By an edhat reader
I was hiking up tunnel trail on Thursday and was surprised to see the road marked at closed at the gate with rocks blocking entrance. I climbed over these, and noticed significant work had been done to widen and scrape the road. Once I got to the bridge by the water tunnel, I noticed that mission creek had been filled up with rocks below the bridge from the road widening. Also, workers a short ways after the bridge told me that the road/trail up to inspiration point was closed due to heavy equipment. Hopefully they will be cleaning these rocks out of the creek and not just leaving them there, that would likely be bad for the creek ecosystem and water flow during storms.
I once caught “workers” who were building a wall for me dumping the excess cement-based mortar into the French drain pipe at the bottom of the wall. As you may know, one purpose of a perforated French drain is to drain excess water away from structures. Filling the drain, even partially, with mortar is a stupid thing to do. It wouldn’t surprise me to learn that “someone” thought it would be an okay thing to just dump rocks into a creek.
I don’t know what your French drain story has to do with rocks in the creek. Jeez
Did you ask them why they were pouring mortar down the french drain? Sounds like you assumed the worst never considering the merits of hardening the start of the run so the seepage expected from such a drain occurred further down the line away from the source. But hey, outrage is all the rage here.

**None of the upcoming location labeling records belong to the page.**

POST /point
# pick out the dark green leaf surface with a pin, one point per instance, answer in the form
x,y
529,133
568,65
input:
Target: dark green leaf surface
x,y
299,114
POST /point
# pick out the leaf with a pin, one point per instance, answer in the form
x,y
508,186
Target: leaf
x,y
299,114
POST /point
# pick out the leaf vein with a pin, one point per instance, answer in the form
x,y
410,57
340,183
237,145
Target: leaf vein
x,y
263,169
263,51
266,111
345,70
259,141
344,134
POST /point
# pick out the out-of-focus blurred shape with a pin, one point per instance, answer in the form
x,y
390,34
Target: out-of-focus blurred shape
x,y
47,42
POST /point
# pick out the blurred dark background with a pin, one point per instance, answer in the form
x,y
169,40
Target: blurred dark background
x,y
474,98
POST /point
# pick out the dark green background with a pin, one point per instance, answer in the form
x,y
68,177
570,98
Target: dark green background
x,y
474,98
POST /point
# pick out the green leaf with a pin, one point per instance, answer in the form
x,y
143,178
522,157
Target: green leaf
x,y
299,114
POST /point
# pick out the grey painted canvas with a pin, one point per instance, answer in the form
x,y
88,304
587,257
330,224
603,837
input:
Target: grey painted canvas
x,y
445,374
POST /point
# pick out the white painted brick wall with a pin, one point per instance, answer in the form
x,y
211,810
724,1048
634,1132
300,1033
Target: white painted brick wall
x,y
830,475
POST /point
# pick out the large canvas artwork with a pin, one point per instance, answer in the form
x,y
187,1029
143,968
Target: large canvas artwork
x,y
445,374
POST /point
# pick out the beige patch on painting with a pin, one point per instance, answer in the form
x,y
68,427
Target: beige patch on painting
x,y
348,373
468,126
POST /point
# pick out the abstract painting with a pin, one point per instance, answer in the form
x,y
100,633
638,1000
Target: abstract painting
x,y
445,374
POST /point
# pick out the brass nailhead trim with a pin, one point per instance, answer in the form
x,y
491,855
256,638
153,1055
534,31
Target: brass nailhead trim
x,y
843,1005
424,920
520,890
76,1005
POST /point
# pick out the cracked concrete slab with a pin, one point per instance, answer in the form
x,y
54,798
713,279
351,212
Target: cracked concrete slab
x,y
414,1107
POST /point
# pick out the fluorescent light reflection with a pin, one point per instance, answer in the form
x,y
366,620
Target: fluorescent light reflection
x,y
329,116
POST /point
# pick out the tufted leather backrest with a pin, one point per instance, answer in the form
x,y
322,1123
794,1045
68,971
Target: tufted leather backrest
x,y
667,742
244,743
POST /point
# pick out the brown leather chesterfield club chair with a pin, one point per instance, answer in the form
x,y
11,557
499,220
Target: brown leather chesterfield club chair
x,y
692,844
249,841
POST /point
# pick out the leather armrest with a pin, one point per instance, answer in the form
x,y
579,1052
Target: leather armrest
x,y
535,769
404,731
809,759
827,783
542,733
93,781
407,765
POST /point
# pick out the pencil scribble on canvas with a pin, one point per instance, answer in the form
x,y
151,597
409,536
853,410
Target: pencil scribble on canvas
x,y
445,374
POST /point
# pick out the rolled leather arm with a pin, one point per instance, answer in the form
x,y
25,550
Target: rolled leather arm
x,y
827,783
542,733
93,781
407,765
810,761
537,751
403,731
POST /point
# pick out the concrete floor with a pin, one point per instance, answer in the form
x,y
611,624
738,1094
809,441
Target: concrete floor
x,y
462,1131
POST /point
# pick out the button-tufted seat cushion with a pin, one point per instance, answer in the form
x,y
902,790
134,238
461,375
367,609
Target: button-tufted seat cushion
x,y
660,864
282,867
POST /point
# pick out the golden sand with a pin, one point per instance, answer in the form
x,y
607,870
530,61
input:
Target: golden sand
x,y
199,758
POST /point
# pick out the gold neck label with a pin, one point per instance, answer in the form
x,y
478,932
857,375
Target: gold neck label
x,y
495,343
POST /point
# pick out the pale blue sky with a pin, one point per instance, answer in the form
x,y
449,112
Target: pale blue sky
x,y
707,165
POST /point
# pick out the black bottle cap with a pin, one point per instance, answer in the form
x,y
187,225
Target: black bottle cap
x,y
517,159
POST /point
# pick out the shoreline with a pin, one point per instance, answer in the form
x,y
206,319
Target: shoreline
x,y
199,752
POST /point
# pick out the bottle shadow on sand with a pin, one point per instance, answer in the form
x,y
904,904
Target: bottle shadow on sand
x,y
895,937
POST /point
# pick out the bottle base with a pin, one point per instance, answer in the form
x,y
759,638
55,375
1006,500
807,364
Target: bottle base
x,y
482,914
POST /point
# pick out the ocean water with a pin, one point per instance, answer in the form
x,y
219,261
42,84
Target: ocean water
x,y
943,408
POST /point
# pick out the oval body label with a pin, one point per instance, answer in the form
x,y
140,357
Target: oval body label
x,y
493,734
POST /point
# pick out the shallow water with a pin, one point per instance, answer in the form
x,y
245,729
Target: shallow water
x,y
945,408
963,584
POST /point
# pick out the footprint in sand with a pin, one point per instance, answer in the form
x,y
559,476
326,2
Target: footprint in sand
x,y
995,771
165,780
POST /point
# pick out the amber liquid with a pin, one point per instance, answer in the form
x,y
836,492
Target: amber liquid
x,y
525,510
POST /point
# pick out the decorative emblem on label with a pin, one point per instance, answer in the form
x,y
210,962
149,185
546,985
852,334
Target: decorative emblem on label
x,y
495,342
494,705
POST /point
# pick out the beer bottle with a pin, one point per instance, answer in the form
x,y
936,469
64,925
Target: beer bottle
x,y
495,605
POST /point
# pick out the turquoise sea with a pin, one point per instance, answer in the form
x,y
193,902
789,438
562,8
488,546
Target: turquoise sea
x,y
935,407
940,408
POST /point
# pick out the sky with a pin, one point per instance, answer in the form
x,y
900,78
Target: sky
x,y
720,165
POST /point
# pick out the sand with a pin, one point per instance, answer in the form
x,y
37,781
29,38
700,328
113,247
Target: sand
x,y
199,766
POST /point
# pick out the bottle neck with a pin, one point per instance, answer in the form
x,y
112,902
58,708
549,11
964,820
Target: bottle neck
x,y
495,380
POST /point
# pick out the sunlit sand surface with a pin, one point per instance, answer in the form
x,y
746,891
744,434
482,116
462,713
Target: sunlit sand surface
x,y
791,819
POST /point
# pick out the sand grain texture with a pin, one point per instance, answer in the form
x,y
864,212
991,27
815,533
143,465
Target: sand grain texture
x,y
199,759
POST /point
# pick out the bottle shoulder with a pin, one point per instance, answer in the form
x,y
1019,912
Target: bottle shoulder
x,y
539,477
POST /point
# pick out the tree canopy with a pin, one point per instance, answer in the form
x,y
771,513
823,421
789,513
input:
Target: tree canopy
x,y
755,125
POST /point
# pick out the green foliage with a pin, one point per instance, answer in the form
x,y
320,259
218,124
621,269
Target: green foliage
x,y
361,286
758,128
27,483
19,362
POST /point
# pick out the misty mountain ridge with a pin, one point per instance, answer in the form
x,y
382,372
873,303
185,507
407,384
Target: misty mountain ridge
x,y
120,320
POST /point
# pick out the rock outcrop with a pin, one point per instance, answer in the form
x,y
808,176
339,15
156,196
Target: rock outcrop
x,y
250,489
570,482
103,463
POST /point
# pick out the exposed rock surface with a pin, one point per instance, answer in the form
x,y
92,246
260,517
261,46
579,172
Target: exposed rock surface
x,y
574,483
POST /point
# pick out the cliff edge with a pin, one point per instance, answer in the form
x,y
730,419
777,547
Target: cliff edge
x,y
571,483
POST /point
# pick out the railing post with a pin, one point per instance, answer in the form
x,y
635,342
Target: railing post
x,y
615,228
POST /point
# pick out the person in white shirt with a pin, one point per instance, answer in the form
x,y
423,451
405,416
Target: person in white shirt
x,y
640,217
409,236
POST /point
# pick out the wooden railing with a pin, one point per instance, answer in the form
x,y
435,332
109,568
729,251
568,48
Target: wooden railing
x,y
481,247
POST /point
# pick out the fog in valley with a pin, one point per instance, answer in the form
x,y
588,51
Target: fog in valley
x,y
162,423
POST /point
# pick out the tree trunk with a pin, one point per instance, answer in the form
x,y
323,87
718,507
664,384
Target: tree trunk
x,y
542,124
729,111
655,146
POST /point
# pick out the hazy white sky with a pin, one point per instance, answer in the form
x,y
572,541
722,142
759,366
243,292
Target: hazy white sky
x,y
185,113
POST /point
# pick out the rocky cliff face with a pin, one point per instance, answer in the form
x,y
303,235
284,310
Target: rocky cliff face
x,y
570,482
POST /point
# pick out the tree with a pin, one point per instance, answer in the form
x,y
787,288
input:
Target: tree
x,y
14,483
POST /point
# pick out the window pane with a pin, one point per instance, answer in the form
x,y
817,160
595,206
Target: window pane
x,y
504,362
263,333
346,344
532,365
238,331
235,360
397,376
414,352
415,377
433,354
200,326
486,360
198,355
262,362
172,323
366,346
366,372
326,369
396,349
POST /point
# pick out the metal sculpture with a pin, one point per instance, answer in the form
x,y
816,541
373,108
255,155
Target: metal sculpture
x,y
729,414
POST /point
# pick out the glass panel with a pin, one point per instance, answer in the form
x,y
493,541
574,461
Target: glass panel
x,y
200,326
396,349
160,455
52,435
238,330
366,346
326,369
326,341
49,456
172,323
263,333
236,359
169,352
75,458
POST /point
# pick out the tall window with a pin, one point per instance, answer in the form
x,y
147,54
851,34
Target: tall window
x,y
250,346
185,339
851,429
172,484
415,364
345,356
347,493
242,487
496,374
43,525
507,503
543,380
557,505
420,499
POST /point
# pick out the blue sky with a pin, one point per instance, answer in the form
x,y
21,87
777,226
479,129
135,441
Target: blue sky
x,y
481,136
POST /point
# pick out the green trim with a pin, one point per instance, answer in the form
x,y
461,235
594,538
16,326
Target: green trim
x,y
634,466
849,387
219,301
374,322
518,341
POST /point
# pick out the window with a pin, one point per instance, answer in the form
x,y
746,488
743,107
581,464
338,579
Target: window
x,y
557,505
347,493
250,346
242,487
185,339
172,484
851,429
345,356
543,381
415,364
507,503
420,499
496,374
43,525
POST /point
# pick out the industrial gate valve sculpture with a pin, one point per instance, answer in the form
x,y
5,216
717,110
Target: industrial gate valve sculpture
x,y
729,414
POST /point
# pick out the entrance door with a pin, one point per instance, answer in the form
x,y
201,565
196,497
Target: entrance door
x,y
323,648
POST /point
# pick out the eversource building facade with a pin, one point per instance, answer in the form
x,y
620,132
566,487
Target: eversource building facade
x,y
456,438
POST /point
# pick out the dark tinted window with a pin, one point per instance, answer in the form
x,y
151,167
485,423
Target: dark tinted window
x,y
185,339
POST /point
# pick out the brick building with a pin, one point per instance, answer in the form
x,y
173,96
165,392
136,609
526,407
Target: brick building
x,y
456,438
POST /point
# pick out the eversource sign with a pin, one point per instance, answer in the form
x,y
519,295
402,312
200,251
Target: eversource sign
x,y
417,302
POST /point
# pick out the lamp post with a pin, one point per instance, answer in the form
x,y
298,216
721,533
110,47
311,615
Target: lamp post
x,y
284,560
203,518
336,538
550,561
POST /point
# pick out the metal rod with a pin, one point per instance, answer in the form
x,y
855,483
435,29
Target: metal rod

Totally illegal! I am not exactly sure what the facts are here, but one cannot indiscriminately dump road cuttings, much less anything else into a drainage. Ask the Forest Service about it – they got busted for it a few years ago and it changed their routine. And to 859 AM, yes creeks evolve naturally on their own, but with man’s influence, not so much – that is why so much effort goes into protecting them.
It’s a creek bed. Made of rocks. No mater how often radar readers and news fear mongers attempt to scare the populous, these are Not debris flow channels. They’re creeks. And 90% of the year they’re dry creek beds. Stop the paranoia.